Kaiser Fung tells what it’s really like.

Here’s a sample:

As soon as I [Kaiser] put the substring-concatenate expression together with two lines of code that generate data tables, it choked.

Sorta like Dashiell Hammett without the broads and the heaters.

And here’s another take, from a slightly different perspective.

4 thoughts on “Three hours in the life of a statistician

  1. I dunno, I imagine a guy like Kaiser probably has a broad peering over his shoulder saying “whatcha doin honey? Why won’t you come on down to dinner?” and Kaiser would say “Hey baby, gimme a break here, can’t ya see I’m busy with these dates here”. Then a guy would bust in to the room and demand that Kaiser tell him the upcoming lottery ticket numbers, and Kaiser would plug him full of holes with his gat.

  2. I’ve been at the project I’m working on now for three hours. I couldn’t remember how to read data frames in R or then how to get all the data as a set of levels, and their doc is like a maze of twisty little passages and the nice book on simulation in R I have at home is nowhere at hand.

    I then had no problem munging my data. That took about ten minutes.

    I then wrote the model in JAGS and the wrapper in R. Easy.

    I then spent almost two hours banging my head against R2jags and rjags, failing to get them installed. I then spent ten minutes writing a detailed message to Yu-Sung begging for help. Which leaves me completely blocked at work.

    I’m now going home incredibly frustrated to use my notebook, where either I got lucky when I spun the big install wheel the first time (it was an earlier version of JAGS) or someone helped me and I forgot to write down what I did.

    Earlier this week, I spent an hour composing a request for help on the Spirit:Qi mailing list (a parsing framework in the Boost C++ libs). No response, despite a very active mailing list. I then followed their rules on submitting requests to the letter, which involved writing a standalone program extracted from the Stan graphical model parser. That took almost three hours. Still no response. This is following on hours of trying to figure out how to get error messages to report where the error occurred. If you wonder why software isn’t more robust, it’s to some extent because we just can’t figure out how to do things we’d like to do, depsite the best of intentions.

    Software is just incredibly frustrating.

    • This is probably too obvious, but there seem to be quite a few Boost experts/advocates on stackoverflow. Maybe you’d actually have more luck there than on the spirit mailing list…

  3. I liked the “that modeling feeling” post.

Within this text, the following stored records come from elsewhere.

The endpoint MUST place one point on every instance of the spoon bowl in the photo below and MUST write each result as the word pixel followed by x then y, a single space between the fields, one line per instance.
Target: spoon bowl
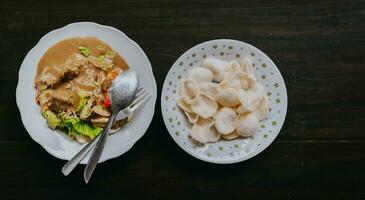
pixel 123 90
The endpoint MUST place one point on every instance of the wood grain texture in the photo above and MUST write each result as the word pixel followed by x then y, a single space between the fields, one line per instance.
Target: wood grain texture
pixel 318 47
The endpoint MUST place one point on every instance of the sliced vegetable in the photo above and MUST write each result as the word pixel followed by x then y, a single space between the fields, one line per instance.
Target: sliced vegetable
pixel 84 50
pixel 106 101
pixel 84 97
pixel 100 58
pixel 74 125
pixel 52 120
pixel 86 110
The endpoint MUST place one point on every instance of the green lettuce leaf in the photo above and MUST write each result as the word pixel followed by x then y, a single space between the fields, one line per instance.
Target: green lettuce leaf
pixel 52 120
pixel 74 125
pixel 84 50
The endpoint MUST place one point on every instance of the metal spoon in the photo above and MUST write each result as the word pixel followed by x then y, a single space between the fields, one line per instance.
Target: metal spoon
pixel 121 93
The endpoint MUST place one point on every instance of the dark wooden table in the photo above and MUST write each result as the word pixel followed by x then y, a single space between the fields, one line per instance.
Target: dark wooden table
pixel 319 48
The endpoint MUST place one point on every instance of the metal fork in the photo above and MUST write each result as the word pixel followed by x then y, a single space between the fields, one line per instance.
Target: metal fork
pixel 141 97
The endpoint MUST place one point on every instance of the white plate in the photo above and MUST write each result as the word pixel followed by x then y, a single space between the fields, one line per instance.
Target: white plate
pixel 225 151
pixel 56 142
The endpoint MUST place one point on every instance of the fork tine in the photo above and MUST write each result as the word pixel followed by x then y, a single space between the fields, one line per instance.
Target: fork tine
pixel 139 92
pixel 139 103
pixel 139 88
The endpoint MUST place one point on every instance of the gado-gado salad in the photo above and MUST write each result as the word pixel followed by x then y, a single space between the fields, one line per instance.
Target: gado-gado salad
pixel 72 82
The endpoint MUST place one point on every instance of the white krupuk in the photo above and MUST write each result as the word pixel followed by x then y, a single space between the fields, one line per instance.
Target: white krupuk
pixel 189 89
pixel 247 125
pixel 225 120
pixel 223 99
pixel 203 131
pixel 204 105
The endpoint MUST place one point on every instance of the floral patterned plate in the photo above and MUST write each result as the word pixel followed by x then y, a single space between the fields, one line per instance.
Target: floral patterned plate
pixel 224 151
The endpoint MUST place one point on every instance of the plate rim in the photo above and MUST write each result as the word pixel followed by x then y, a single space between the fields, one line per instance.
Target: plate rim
pixel 223 162
pixel 131 143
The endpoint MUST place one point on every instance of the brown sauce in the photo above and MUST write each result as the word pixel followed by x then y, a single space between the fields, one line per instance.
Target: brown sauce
pixel 60 55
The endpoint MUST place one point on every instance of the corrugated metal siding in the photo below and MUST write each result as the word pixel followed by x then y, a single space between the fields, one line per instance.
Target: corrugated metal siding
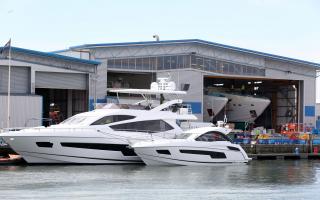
pixel 61 80
pixel 20 80
pixel 25 111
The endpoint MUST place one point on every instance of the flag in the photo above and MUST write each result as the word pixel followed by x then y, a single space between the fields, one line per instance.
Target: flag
pixel 7 45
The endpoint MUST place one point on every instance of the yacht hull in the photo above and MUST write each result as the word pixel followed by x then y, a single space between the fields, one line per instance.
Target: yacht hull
pixel 72 150
pixel 191 155
pixel 242 108
pixel 212 106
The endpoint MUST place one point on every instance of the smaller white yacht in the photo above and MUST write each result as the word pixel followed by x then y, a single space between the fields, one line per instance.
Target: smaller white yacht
pixel 200 146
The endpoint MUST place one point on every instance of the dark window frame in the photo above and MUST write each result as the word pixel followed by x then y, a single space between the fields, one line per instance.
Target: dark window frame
pixel 113 119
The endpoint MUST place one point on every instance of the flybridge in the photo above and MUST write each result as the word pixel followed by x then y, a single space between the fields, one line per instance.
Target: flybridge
pixel 162 87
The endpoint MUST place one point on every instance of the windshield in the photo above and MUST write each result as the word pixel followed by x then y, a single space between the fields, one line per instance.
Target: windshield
pixel 183 135
pixel 76 120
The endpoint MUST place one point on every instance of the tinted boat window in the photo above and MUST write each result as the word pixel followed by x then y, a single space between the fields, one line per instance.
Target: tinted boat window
pixel 144 126
pixel 213 136
pixel 112 119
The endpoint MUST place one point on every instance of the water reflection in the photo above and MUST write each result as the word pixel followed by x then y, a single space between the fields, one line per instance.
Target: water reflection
pixel 270 179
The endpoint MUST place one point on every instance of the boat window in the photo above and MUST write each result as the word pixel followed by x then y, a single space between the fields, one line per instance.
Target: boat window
pixel 183 135
pixel 144 126
pixel 213 136
pixel 76 120
pixel 112 118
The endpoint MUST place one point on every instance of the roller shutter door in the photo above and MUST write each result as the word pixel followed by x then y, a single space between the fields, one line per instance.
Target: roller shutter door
pixel 61 80
pixel 20 80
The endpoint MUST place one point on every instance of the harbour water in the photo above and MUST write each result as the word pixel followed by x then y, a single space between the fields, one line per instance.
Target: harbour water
pixel 278 179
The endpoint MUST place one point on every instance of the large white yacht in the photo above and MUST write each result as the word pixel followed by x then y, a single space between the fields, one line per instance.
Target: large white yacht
pixel 241 108
pixel 200 146
pixel 101 136
pixel 213 104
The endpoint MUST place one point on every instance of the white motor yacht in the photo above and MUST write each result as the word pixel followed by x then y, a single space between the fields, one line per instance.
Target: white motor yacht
pixel 101 136
pixel 200 146
pixel 241 108
pixel 213 104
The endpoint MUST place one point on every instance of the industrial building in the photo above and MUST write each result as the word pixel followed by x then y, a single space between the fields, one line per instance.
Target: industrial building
pixel 83 73
pixel 39 79
pixel 289 83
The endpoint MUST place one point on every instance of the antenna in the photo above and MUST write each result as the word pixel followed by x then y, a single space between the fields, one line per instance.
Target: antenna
pixel 157 37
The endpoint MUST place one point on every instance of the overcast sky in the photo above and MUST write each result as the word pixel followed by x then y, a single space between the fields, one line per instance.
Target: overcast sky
pixel 284 27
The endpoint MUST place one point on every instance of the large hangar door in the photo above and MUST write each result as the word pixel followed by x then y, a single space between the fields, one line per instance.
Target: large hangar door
pixel 20 79
pixel 55 80
pixel 68 91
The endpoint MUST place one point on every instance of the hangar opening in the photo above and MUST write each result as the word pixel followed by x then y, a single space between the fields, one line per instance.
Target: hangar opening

    One thing I personally have a hard time with is it seems like the window between inferences where a relationship is “obvious” by looking at the data, and problems where the data is too noisy and anything that is pulled out from a model are likely hallucinated garbage.

    Sometimes I wish I could be better/more efficient at carving out interesting insights that fall into this narrow space, but in practice, it often feels like a combination of getting lucky with a dataset and getting lucky with the question. Often I hit a wall where there doesn’t seem to be an intersection between interesting questions / what the data can answer / what requires an interesting model.

    I’d like to understand how to get better at this, but maybe this is too general of a problem and there’s no “tricks” other than accumulating experience and knowledge.